Antes de trabalhar na Globo, em 1972, como diretor-geral do “Fantástico”, Manoel Carlos trabalhou nas emissoras TV Tupi, TV Excelsior e TV Paulista, onde dirigiu programas de variedades e escreveu novelas baseadas em grandes clássicos da literatura, como “Helena” e “Iaiá Garcia”. Seu primeiro folhetim na TV Globo foi “Maria, Maria”, uma adaptação do romance “Maria Dusá” de Lindolfo Rocha. Em 1980, ele aperfeiçoou seu estilo, centrado no cotidiano e nos conflitos das famílias brasileiras, na novela “Água Viva”, em coautoria com o também autor falecido Gilberto Braga. E, em 1981, com a novela “Baila Comigo”, Maneco apresentou ao mundo sua primeira Helena, interpretada pela atriz Lilia Lemmertz.
As heroínas homônimas de Manoel Carlos surgiram a partir de sua admiração pela princesa do mito de Tróia. Geralmente, as Helenas são representadas como mulheres na faixa etária dos 30 a 50 anos, românticas, empáticas e pertencentes a classe média alta carioca. Além de Lilia Lemertz, outras seis atrizes deram vida a Helena em nove folhetins, sendo elas: Maitê Proença, Christiane Torloni, Vera Fischer, Taís Araújo, Júlia Lemmertz e Regina Duarte, a única a interpretar três Helenas.

Cuidadoso com as suas obras, Manoel Carlos participava ativamente de todos os processos criativos envolvendo suas novelas, desde a escrita do texto até a escolha da ambientação e trilha sonora. Cronista do cotidiano carioca, ele centrou suas obras em núcleos familiares de classe média alta, geralmente residentes no bairro do Leblon, no Rio de Janeiro. Os diálogos corriqueiros, com pitadas de romantismo e embates morais, embaladas por canções clássicas da bossa nova nova, atraíam os expectadores pela identificação e não tinham medo em tocar em temas sensíveis que geravam transformação social.
Nos anos 2000, o texto de Manoel Carlos passou a ter um viés ainda mais social, abraçando diferentes causas que geraram transformações profundas no comportamento da sociedade e na legislação brasileira. Um grande exemplo é a novela “Laços de Família”, cujo drama da personagem Camila, diagnosticada com leucemia, fez o Instituto Nacional do Câncer (INCA) registrar um crescimento de 23.000 novos doadores de medula óssea em 2001.

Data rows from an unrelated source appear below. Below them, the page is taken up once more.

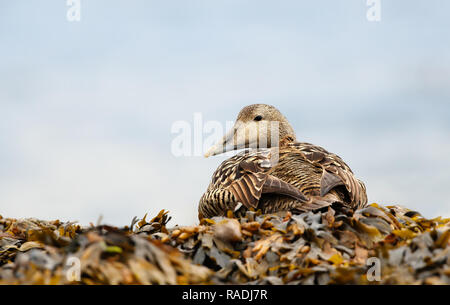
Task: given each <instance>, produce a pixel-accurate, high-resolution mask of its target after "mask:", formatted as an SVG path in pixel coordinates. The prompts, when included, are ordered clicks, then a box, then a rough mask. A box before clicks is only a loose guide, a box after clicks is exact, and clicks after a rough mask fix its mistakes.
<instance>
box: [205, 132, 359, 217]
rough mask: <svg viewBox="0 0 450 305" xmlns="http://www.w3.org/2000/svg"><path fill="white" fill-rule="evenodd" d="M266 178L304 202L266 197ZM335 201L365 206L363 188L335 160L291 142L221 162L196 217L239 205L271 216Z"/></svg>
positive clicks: (243, 207) (339, 159) (268, 196)
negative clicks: (198, 212)
mask: <svg viewBox="0 0 450 305" xmlns="http://www.w3.org/2000/svg"><path fill="white" fill-rule="evenodd" d="M275 154H276V156H277V158H274V157H276V156H275ZM274 160H275V161H274ZM268 177H272V178H275V179H279V180H280V181H281V182H282V183H287V184H289V186H293V187H294V188H296V189H297V190H298V191H299V193H300V194H303V195H304V196H305V198H306V199H307V200H301V197H296V198H293V197H292V196H290V195H287V194H286V192H281V193H280V192H269V193H266V192H265V190H264V184H265V182H266V181H267V179H268ZM284 189H286V187H285V188H284ZM299 198H300V199H299ZM335 202H339V203H342V204H344V205H346V206H348V207H350V208H352V209H358V208H361V207H364V206H365V205H366V204H367V195H366V188H365V185H364V183H363V182H361V181H360V180H358V179H357V178H355V176H354V174H353V172H352V171H351V169H350V167H349V166H348V165H347V164H346V163H345V162H344V161H343V160H342V159H341V158H340V157H339V156H337V155H335V154H332V153H329V152H328V151H326V150H325V149H323V148H322V147H319V146H315V145H313V144H309V143H299V142H294V141H291V142H287V143H283V144H282V146H281V147H279V148H278V147H274V148H270V149H258V150H256V149H253V150H244V151H243V152H241V153H239V154H237V155H235V156H233V157H231V158H229V159H227V160H225V161H224V162H222V164H221V165H220V166H219V167H218V168H217V170H216V171H215V172H214V174H213V177H212V179H211V183H210V185H209V186H208V189H207V191H206V192H205V193H204V194H203V196H202V197H201V199H200V202H199V208H198V210H199V218H203V217H213V216H220V215H225V214H226V212H227V210H234V209H235V208H236V207H237V205H238V204H239V203H243V205H244V206H243V209H244V210H245V209H248V208H251V207H253V208H255V209H262V211H263V212H264V213H275V212H279V211H293V212H304V211H308V210H314V209H317V208H321V207H324V206H327V205H330V204H333V203H335Z"/></svg>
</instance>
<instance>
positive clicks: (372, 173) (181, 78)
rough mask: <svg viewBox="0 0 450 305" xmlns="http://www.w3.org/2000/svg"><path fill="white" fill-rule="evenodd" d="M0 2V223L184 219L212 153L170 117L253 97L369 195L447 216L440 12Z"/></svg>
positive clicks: (377, 200)
mask: <svg viewBox="0 0 450 305" xmlns="http://www.w3.org/2000/svg"><path fill="white" fill-rule="evenodd" d="M65 2H66V1H61V0H53V1H50V0H42V1H5V0H3V1H0V148H1V150H0V215H2V216H3V217H37V218H43V219H61V220H64V221H66V220H78V221H80V222H81V223H82V224H88V223H89V222H94V223H95V222H96V221H97V219H98V217H99V216H100V215H103V221H104V222H106V223H110V224H114V225H126V224H129V223H130V221H131V219H132V217H133V216H140V217H141V216H143V215H144V214H145V213H146V212H149V214H150V215H154V214H156V213H157V212H158V211H159V210H160V209H168V210H169V211H170V214H171V215H172V216H173V218H174V219H173V220H172V221H171V224H172V225H175V224H183V225H184V224H186V225H188V224H193V223H196V222H197V204H198V200H199V198H200V196H201V195H202V193H203V192H204V191H205V190H206V187H207V185H208V183H209V180H210V178H211V175H212V172H213V171H214V169H215V168H216V167H217V166H218V165H219V164H220V162H221V161H223V160H224V157H221V156H218V157H212V158H208V159H204V158H202V157H200V156H192V157H175V156H174V155H173V154H172V152H171V142H172V140H173V139H174V138H175V136H176V135H175V134H172V133H171V126H172V124H173V123H174V122H176V121H179V120H184V121H187V122H190V123H193V118H194V113H201V114H202V118H203V120H204V121H205V122H206V121H210V120H215V121H219V122H221V123H223V124H224V125H225V123H226V121H231V120H234V119H235V117H236V115H237V113H238V111H239V110H240V109H241V108H242V107H243V106H245V105H248V104H253V103H267V104H272V105H274V106H276V107H278V108H279V109H280V110H281V111H282V112H283V113H284V114H285V115H286V116H287V118H288V119H289V121H290V122H291V124H292V125H293V127H294V129H295V130H296V132H297V138H298V139H299V140H300V141H307V142H311V143H314V144H317V145H320V146H323V147H324V148H326V149H328V150H330V151H332V152H334V153H336V154H338V155H340V156H341V157H342V158H343V159H344V160H345V161H346V162H347V163H348V164H349V165H350V166H351V167H352V169H353V171H354V172H355V174H356V175H357V176H358V177H359V178H360V179H361V180H363V181H365V183H366V186H367V189H368V195H369V201H370V202H377V203H379V204H383V205H390V204H400V205H404V206H406V207H409V208H411V209H415V210H418V211H419V212H421V213H422V214H424V215H425V216H427V217H435V216H438V215H444V216H450V199H449V196H448V191H447V189H448V187H449V182H450V120H449V118H450V19H449V18H448V16H449V12H450V2H449V1H445V0H441V1H438V0H428V1H420V0H416V1H409V0H408V1H407V0H403V1H402V0H396V1H390V0H381V21H380V22H369V21H368V20H367V18H366V11H367V6H366V1H365V0H351V1H334V0H329V1H317V0H315V1H312V0H311V1H294V0H293V1H287V0H284V1H273V0H272V1H263V0H246V1H243V0H234V1H233V0H226V1H225V0H215V1H210V0H203V1H199V0H170V1H156V0H152V1H149V0H145V1H144V0H142V1H133V0H128V1H113V0H109V1H107V0H81V21H80V22H69V21H68V20H67V18H66V14H67V10H68V7H67V6H66V4H65Z"/></svg>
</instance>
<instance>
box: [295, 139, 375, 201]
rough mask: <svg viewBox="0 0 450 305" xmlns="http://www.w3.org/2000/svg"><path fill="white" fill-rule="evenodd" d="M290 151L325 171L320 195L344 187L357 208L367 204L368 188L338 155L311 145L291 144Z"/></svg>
mask: <svg viewBox="0 0 450 305" xmlns="http://www.w3.org/2000/svg"><path fill="white" fill-rule="evenodd" d="M287 147H288V148H289V149H296V151H297V152H298V153H299V154H300V155H301V156H302V157H303V158H304V159H305V160H306V161H308V162H310V163H312V164H313V165H315V166H318V167H321V168H322V170H323V173H322V178H321V181H320V195H321V196H325V195H326V194H327V193H328V192H330V191H331V190H332V189H334V188H335V187H337V186H344V187H345V189H346V190H347V191H348V195H349V198H350V202H351V203H352V204H353V205H355V206H358V207H359V206H364V205H365V204H366V203H367V195H366V188H365V186H364V184H363V183H362V182H361V181H359V180H358V179H356V177H355V176H354V174H353V172H352V170H351V169H350V167H349V166H348V165H347V164H346V163H345V162H344V161H343V160H342V159H341V158H340V157H339V156H337V155H335V154H333V153H330V152H328V151H326V150H325V149H324V148H322V147H320V146H316V145H313V144H309V143H297V142H293V143H289V144H288V145H287Z"/></svg>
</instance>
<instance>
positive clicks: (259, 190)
mask: <svg viewBox="0 0 450 305" xmlns="http://www.w3.org/2000/svg"><path fill="white" fill-rule="evenodd" d="M271 156H272V151H271V150H270V149H266V150H254V151H245V152H243V153H240V154H238V155H236V156H234V157H231V158H230V159H228V160H225V161H224V162H223V163H222V164H221V165H220V166H219V168H218V169H217V170H216V171H215V173H214V175H213V179H212V185H213V189H224V190H228V191H230V192H231V193H232V194H233V195H234V197H235V198H236V200H237V201H238V202H241V203H242V204H243V205H244V206H245V207H247V208H256V207H257V206H258V202H259V199H260V198H261V195H262V194H264V193H275V194H283V195H287V196H290V197H292V198H294V199H296V200H299V201H300V202H308V201H309V199H308V198H307V197H306V196H305V195H304V194H303V193H302V192H301V191H300V190H299V189H298V188H296V187H294V186H292V185H290V184H289V183H287V182H284V181H282V180H281V179H279V178H277V177H275V176H272V175H270V174H268V172H269V170H270V169H271V168H272V167H273V165H274V162H273V161H272V159H271Z"/></svg>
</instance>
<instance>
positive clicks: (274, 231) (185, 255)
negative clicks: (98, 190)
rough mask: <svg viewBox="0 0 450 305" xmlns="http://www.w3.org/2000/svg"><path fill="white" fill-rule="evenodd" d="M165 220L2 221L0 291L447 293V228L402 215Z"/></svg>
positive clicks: (279, 215)
mask: <svg viewBox="0 0 450 305" xmlns="http://www.w3.org/2000/svg"><path fill="white" fill-rule="evenodd" d="M169 220H170V216H169V215H168V212H167V211H165V210H162V211H161V212H160V213H159V214H158V215H156V216H155V217H153V218H152V219H151V220H147V215H145V216H144V217H143V218H142V219H138V218H137V217H135V218H134V219H133V220H132V222H131V225H130V226H129V227H128V226H127V227H123V228H117V227H113V226H108V225H97V226H94V225H92V224H91V226H89V227H82V226H80V225H78V224H76V223H71V222H67V223H63V222H60V221H50V222H49V221H41V220H37V219H9V218H1V219H0V283H1V284H277V285H278V284H320V285H323V284H450V219H443V218H440V217H438V218H435V219H426V218H424V217H422V216H421V214H420V213H418V212H416V211H411V210H409V209H406V208H403V207H399V206H381V205H378V204H371V205H369V206H367V207H365V208H363V209H360V210H357V211H352V210H348V209H345V208H344V207H342V206H332V207H328V208H325V209H322V210H319V211H314V212H307V213H303V214H292V213H290V212H287V213H278V214H269V215H264V214H261V211H247V212H246V214H245V215H243V216H242V215H241V216H240V217H236V216H235V215H233V213H232V212H231V211H230V212H229V213H228V215H227V217H214V218H211V219H202V220H201V222H200V224H199V225H196V226H176V227H172V228H168V227H167V224H168V222H169ZM74 262H75V263H74ZM76 263H78V265H77V264H76ZM77 268H78V269H77ZM74 271H76V272H74Z"/></svg>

Dois anos depois, a novela “Mulheres Apaixonadas” influenciou diretamente na criação do Estatuto do Idoso e do Estatuto do Desarmamento, como também na aprovação da Lei Maria da Penha. E em 2006, o autor discutiu a Síndrome de Down por meio das personagens Clara e de Helena em “Páginas da Vida”.

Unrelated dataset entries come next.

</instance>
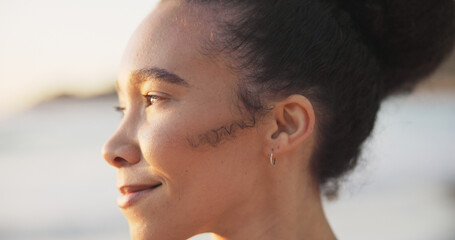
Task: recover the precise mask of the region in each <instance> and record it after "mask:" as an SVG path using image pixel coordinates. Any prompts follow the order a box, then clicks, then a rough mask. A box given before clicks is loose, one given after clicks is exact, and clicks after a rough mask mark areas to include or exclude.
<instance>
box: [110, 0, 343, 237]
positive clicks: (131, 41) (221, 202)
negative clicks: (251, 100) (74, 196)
mask: <svg viewBox="0 0 455 240" xmlns="http://www.w3.org/2000/svg"><path fill="white" fill-rule="evenodd" d="M211 14H212V15H211ZM211 18H213V12H210V11H203V9H200V8H199V7H196V6H188V5H185V4H181V3H178V2H177V1H165V2H162V3H160V4H159V5H158V6H157V8H156V9H155V10H154V11H153V12H152V13H151V14H150V15H149V16H147V18H146V19H145V20H144V21H143V23H142V24H141V25H140V26H139V27H138V29H137V30H136V32H135V33H134V34H133V36H132V38H131V40H130V42H129V45H128V47H127V49H126V51H125V54H124V57H123V60H122V62H121V67H120V72H119V79H118V83H117V85H118V94H119V101H120V106H121V107H122V108H124V110H123V112H124V117H123V119H122V122H121V125H120V126H119V128H118V130H117V131H116V132H115V133H114V135H113V136H112V137H111V138H110V139H109V141H108V142H107V143H106V145H105V146H104V149H103V156H104V158H105V160H106V161H107V162H108V163H109V164H110V165H112V166H114V167H115V168H116V169H117V171H118V183H117V185H118V186H119V187H121V186H125V185H131V184H156V183H161V184H162V185H161V186H160V187H158V188H156V189H155V190H153V191H152V192H150V193H148V194H146V195H144V196H143V197H141V198H140V199H139V200H138V201H136V202H135V203H134V204H132V205H131V206H128V207H123V208H122V211H123V213H124V215H125V216H126V218H127V220H128V222H129V226H130V232H131V236H132V239H135V240H146V239H169V240H171V239H176V240H177V239H178V240H181V239H186V238H189V237H191V236H194V235H196V234H199V233H204V232H211V233H213V237H214V239H263V240H264V239H335V237H334V235H333V233H332V231H331V229H330V227H329V224H328V223H327V220H326V218H325V216H324V213H323V210H322V207H321V200H320V194H319V189H318V184H317V183H316V182H315V181H314V180H313V177H312V175H311V172H310V170H309V159H310V157H311V153H312V151H313V148H314V142H315V136H316V133H315V131H314V125H315V117H314V111H313V107H312V105H311V102H309V101H308V99H307V98H305V97H304V96H300V95H291V96H288V97H286V98H284V99H279V100H277V101H270V102H269V104H272V105H273V109H272V110H270V111H269V112H268V113H267V114H266V115H265V116H264V117H262V118H260V119H257V121H256V122H255V124H251V123H252V122H251V117H248V116H246V115H245V114H242V112H243V111H242V106H241V104H240V103H239V100H238V98H237V94H236V87H237V86H238V79H239V75H238V73H235V72H232V71H231V70H230V68H229V67H228V66H227V64H226V61H225V60H224V59H223V58H222V57H213V56H211V57H208V56H207V55H206V54H201V51H199V49H200V46H201V44H203V43H205V42H207V41H216V37H217V36H213V32H214V30H216V29H214V28H216V26H213V25H211V24H208V23H210V22H214V21H207V20H210V19H211ZM149 68H157V69H164V70H166V71H168V72H170V73H173V74H175V75H178V76H179V77H181V78H182V79H184V80H185V81H186V82H187V84H186V85H182V84H175V83H169V82H168V81H164V80H160V79H157V78H154V77H153V76H152V77H148V78H145V81H141V82H138V81H137V78H138V77H137V72H138V71H139V70H141V69H149ZM143 80H144V79H143ZM147 95H153V97H147ZM242 124H244V125H242ZM242 126H243V127H242ZM224 129H228V130H229V132H226V131H224ZM213 130H216V131H219V132H218V133H217V134H215V133H214V131H213ZM216 131H215V132H216ZM214 134H215V135H214ZM214 139H215V140H214ZM192 141H193V142H192ZM195 142H196V143H197V144H195ZM272 151H273V153H274V157H276V158H277V165H276V166H271V164H270V162H269V154H270V152H272Z"/></svg>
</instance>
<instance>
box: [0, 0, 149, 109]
mask: <svg viewBox="0 0 455 240" xmlns="http://www.w3.org/2000/svg"><path fill="white" fill-rule="evenodd" d="M155 4H156V1H155V0H135V1H125V0H123V1H121V0H110V1H107V0H97V1H89V0H78V1H62V0H41V1H32V0H0V84H1V87H0V118H2V117H5V116H7V115H10V114H12V113H14V112H18V111H20V110H23V109H24V108H27V107H29V106H32V105H33V104H36V103H37V102H39V101H41V100H43V99H46V98H51V97H53V96H55V95H59V94H61V93H68V94H75V95H92V94H96V93H100V92H103V91H107V90H109V89H111V88H112V87H113V83H114V81H115V79H116V75H117V67H118V64H119V62H120V58H121V56H122V52H123V49H124V48H125V46H126V44H127V41H128V39H129V37H130V35H131V34H132V32H133V31H134V29H135V28H136V26H137V25H138V24H139V22H140V21H141V20H142V19H143V18H144V17H145V16H146V15H147V13H148V12H149V11H150V10H152V9H153V7H154V5H155Z"/></svg>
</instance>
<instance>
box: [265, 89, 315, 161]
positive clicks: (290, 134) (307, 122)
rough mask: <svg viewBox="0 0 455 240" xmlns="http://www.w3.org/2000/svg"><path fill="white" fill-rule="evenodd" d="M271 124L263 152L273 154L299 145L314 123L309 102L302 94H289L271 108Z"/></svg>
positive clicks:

Ao ver o sol nascendo no Corcovado acompanhado de uma canção de Tom Jobim ou João Gilberto, o público já sabe: uma novela de Maneco está no ar pronta para emocionar. O autor e escritor deixa um legado de cenas antológicas, mas, acima de tudo, o compromisso social de levar um conteúdo que gera entretenimento e reflexão e que transforma a tela da televisão em um espelho da vida real.